The Sad Story of Raggedy Ann
Johnny Gruelle was the creator and inventor of Raggedy Ann, a creation intended for the enjoyment of his daughter Marcella. Around the same time he was developing the story and character of Raggedy Ann to prepare for publishing, Marcella was given the smallpox vaccination at school without the consent of her parents. Shockingly, although she developed an infection from the vaccination, they inoculated her several more times. Marcella died a slow and painful death, eventually becoming so weak she could not move her muscles, and so was much like a rag doll in appearance. After her death, Johnny became a staunch supporter of the anti-vaccine movement and Raggedy Ann became a symbol of that movement. You can read more about the Raggedy Ann story here.
At a time when scared and angry parents are calling for compulsory and mandatory vaccinations across the board – no exemptions – it behooves us to remember the hard-won freedoms of earlier generations who had valid concerns about that very practice.
A Picture Worth a Thousand Words
I know many of us who have questions about vaccines have been feeling rather attacked lately in social media and mommy wars. The insults, the threats, the anger, and the hate are bullets that, while they may not change our course, certainly leave wounds behind. Many of my fellow vaccine-questioners have expressed to me that they are tired of dealing with the onslaught, tired of debating, tired of the hatred directed at them. Most of them have come to the conclusion that they’d rather not get into these heated debates – not with people they love, and not with strangers online – and so have resigned themselves to silence.
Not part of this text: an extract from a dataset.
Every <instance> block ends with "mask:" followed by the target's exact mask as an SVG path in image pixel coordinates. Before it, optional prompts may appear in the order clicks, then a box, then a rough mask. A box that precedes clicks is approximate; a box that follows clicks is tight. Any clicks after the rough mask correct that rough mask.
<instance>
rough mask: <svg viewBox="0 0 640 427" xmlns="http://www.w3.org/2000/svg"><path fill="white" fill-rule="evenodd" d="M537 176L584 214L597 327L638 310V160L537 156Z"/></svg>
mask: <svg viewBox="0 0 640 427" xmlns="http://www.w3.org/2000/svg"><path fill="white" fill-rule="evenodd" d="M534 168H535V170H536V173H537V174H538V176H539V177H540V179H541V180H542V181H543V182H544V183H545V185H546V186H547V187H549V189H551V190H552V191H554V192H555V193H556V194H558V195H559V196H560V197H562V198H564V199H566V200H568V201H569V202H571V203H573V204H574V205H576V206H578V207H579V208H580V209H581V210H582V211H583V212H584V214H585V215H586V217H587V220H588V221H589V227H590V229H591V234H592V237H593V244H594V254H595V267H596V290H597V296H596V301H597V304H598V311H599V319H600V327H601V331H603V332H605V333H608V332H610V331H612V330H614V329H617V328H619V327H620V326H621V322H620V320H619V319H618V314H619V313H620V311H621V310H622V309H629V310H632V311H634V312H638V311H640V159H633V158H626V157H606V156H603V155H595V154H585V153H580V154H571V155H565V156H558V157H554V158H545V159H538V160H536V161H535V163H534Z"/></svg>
I’m torn myself because I am also heartily tired of the debate, and I’m tired of the vitriol. It’s exhausting to be constantly defending myself and trying to educate folks on the very real dangers of vaccination. But I feel like the heat of the battle means that it’s almost over, and if we don’t keep pressing on, we’ll lose. We’ll lose the right to make medical decisions for ourselves and our children, and that’s a slippery slope I don’t want to take a ride on.
So. I have an idea. Let’s all take up the symbol of previous generations who fought the very same battle and faced the same foes. Johnny Gruelle fought with ink and paper, let’s fight on social media. But you don’t have to say a thing! All you need to do is replace your profile pic on all your social media accounts with a picture of Raggedy Ann. It’s a seemingly innocuous image that won’t get in people’s faces and it won’t anger anyone. But it will represent what you stand for and it will remind you of your historic right to fight for that stand.
And if enough of us do it, then we’ll have a sea of Raggedy Ann profile pictures all across Facebook, across Twitter, across Instagram. Folks will see all those Raggedy Anns and will start wondering. And when they do, you can point them to the history of Raggedy Ann by posting a simple link. You don’t have to say a word. Let Raggedy Ann speak for you.
Are you in? Let’s do this thing!
Raggedy Ann Social Media Storm
- Download a free graphic of Raggedy Ann.
- Upload it as your profile picture to Facebook, Twitter, Instagram… wherever you are on social media.
- If anybody asks you why, direct them to this link that explains the story of Raggedy Ann.